Per risolvere la sottorappresentazione del genere femminile all’interno degli organi politici rappresentativi, è necessario che si mettano a disposizione delle donne degli strumenti elettorali che agevolino il loro ingresso all’interno delle istituzioni. Questo è ciò che deve garantire questa Legge, ovvero la doppia preferenza di genere, già adotta in diverse regioni d’Italia e che ha portato ad un seppur parziale, riequilibrio di rappresentanza. Sulla soglia di sbarramento, che ritengo ingiusta per i sardi, deve essere eliminata totalmente, in modo da rappresentare in modo democratico tutte le diversità, secondo il principio proporzionale puro, con l’eliminazione del premio di maggioranza che come si è visto anche alle ultime elezioni in Italia, non è garanzia di stabilità.
La paura di questa “oligarchia politica maschilista”, di essere disarcionata dalla sella del potere è tangibile in tutta l’impostazione della proposta di Legge elettorale, tanto che sicuramente qualcuno, in merito alla parte concernente la rappresentanza di genere, potrebbe proporre, il voto segreto, perpetuando ancora l’ennesima vigliaccata e non assunzione palese di responsabilità, affinché tutti i cittadini sappiano cosa ciascun consigliere pensa e come ha votato.

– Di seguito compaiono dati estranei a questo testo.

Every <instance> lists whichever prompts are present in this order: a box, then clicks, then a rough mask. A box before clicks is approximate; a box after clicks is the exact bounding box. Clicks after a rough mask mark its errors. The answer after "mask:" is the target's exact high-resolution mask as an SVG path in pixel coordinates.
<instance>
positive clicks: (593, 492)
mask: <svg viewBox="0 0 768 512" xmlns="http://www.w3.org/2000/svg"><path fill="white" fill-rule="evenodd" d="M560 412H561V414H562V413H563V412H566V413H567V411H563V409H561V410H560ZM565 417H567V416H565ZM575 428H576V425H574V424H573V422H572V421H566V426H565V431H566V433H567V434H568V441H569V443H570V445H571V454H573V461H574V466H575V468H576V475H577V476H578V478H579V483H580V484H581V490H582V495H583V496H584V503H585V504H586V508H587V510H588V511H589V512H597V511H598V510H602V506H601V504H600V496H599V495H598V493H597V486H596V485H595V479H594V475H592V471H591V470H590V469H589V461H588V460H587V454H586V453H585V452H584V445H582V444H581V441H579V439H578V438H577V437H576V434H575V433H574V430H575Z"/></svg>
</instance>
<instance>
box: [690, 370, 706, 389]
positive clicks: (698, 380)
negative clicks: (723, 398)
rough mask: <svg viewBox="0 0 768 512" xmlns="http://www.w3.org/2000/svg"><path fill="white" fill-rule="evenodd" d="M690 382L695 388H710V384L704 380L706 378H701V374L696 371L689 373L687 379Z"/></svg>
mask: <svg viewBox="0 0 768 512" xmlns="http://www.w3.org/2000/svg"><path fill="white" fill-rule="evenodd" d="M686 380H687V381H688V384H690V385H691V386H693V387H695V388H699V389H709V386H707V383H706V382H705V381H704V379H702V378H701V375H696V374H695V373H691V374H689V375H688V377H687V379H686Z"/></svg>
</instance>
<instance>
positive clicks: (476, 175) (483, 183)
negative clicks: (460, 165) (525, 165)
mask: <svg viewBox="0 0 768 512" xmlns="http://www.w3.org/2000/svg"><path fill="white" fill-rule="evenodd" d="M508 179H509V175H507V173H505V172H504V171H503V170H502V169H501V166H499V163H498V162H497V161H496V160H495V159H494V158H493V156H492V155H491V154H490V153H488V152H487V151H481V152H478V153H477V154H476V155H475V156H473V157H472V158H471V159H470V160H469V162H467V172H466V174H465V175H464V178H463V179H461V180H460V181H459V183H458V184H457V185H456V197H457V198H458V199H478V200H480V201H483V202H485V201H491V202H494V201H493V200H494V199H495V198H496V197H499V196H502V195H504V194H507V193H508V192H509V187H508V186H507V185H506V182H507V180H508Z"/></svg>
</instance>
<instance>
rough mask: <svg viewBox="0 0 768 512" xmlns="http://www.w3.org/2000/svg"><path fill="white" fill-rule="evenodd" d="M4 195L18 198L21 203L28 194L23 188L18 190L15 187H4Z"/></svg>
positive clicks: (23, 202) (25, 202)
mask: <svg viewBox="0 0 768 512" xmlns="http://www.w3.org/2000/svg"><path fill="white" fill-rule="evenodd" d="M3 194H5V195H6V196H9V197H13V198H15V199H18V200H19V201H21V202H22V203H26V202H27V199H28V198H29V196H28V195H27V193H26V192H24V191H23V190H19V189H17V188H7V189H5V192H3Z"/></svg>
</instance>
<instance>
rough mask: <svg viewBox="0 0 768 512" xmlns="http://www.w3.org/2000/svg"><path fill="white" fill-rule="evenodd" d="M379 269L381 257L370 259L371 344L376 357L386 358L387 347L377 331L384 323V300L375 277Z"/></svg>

La trasparenza e il voto palese, dovrebbe essere la regola in votazioni democratiche e non pilotate da accordi precostituiti tra i soliti noti, con il fine di conservare un Consiglio sempre più blindato che discrimina pesantemente tutta la società sarda e favorisce la creazione e il potenziamento di una “oligarchia politica maschile e maschilista” che non debba rendere conto ai cittadini delle proprie scelte. Sul paventato voto segreto, vorrei tanto sbagliarmi per la salute della democrazia in Sardegna, anche se per il disorientamento che regna tra i grandi partiti italiani presenti nell’Assemblea sarda, difficilmente questa proposta di legge si discuterà prima della fine di questa Legislatura.